Harden, sitting out games while somehow being on the court, forced the Rockets to trade him - and quick - to Brooklyn. The trade, when you ignore the fine print and unindicted co-conspirators Cleveland and Indiana, sent Harden to Brooklyn in exchange for Caris LeVert (immediately flipped for Victor Oladipo), Jarrett Allen, three first-round draft picks and four swapped first-rounders. It's true, when you trade a superstar, you never get back equal value. The other team wins.

If it makes Rockets fans feel any better, the media in New York already has problems with their new problem child. I should say newest problem child. Kyrie Irving plays for the Nets.

"They (the Nets) gave up everybody! There's nothing left now. I just want to cry, It's awful," weeped WFAN Radio talk host Evan Roberts. For those who don't subscribe to weekly Arbitron ratings reports, WFAN is the most powerful, top-rated sports talk station in the Apple.

"You're leading down the road of doom. Harden and Durant could be gone in a year and a half. I'm not convinced this gives them a better chance to win a title. I'm living a nightmare again. They better freaking win."

Circle March 3 on your Rockets schedule. That's when the Brooklyn Nets, with their Big 3 of Kevin Durant, James Harden and possibly Kyrie Irving visit Toyota Center. I hear talk radio salivating over the record jeers that will cascade over Harden's name, although I'm not buying it. Fans don't think like the media does.
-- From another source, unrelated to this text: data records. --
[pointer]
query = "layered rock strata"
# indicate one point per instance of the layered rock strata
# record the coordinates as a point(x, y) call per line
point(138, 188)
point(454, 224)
I'm thinking that Rockets fans will welcome Harden back - one night only - with cheers.

Toyota Center public address announcer Matt Thomas: "Usually when former Rockets come to town for the first time since leaving, I give them a positive introduction. It's up to the fans how to react."

James Harden spent eight seasons with the Rockets. He is a spectacular player who watched other NBA players engineer trades so they could compete for a title. Harden didn't think the Rockets were good enough, and he's right. So he wanted out. We've all been there, a job we didn't like for a company we didn't like, for a boss we didn't respect. Harden wanting to be traded is understandable. How he went about it was deplorable. He hurt his co-workers.

Houston will make Harden pay for his disrespectful departure. He has an upscale restaurant set to open here. The name of the steakhouse will be "13." Harden's business partners may want to change that number ... before the restaurant's telephone number is disconnected. There are plenty of other restaurants in Houston. Rich people who can afford steakhouse prices hold grudges.

Rockets fans searching for a silver lining say, "We got two decent players and a whole bunch of precious first-round picks" for a malcontent who would rather be anywhere (except maybe Sacramento) than Houston." Yes, a bunch of first-round picks does bode well for the future. Anywhere, except maybe Houston.

Houston's draft war room isn't the most successful operation in the NBA. Over the past decade prior to 2000, under the direction of general manager Daryl Morey, the Rockets made 16 draft picks. Not one of them is still in a Rockets uniform, many of them have sought employment outside of America, some outside of basketball. Among their first-round whiffs: Nikola Mirotic, Terrence Jones, Sam Dekker - all out of the league. Best of all, Royce White, who played three whole games in his NBA career and finished with a scoring average of 0.00 points per game.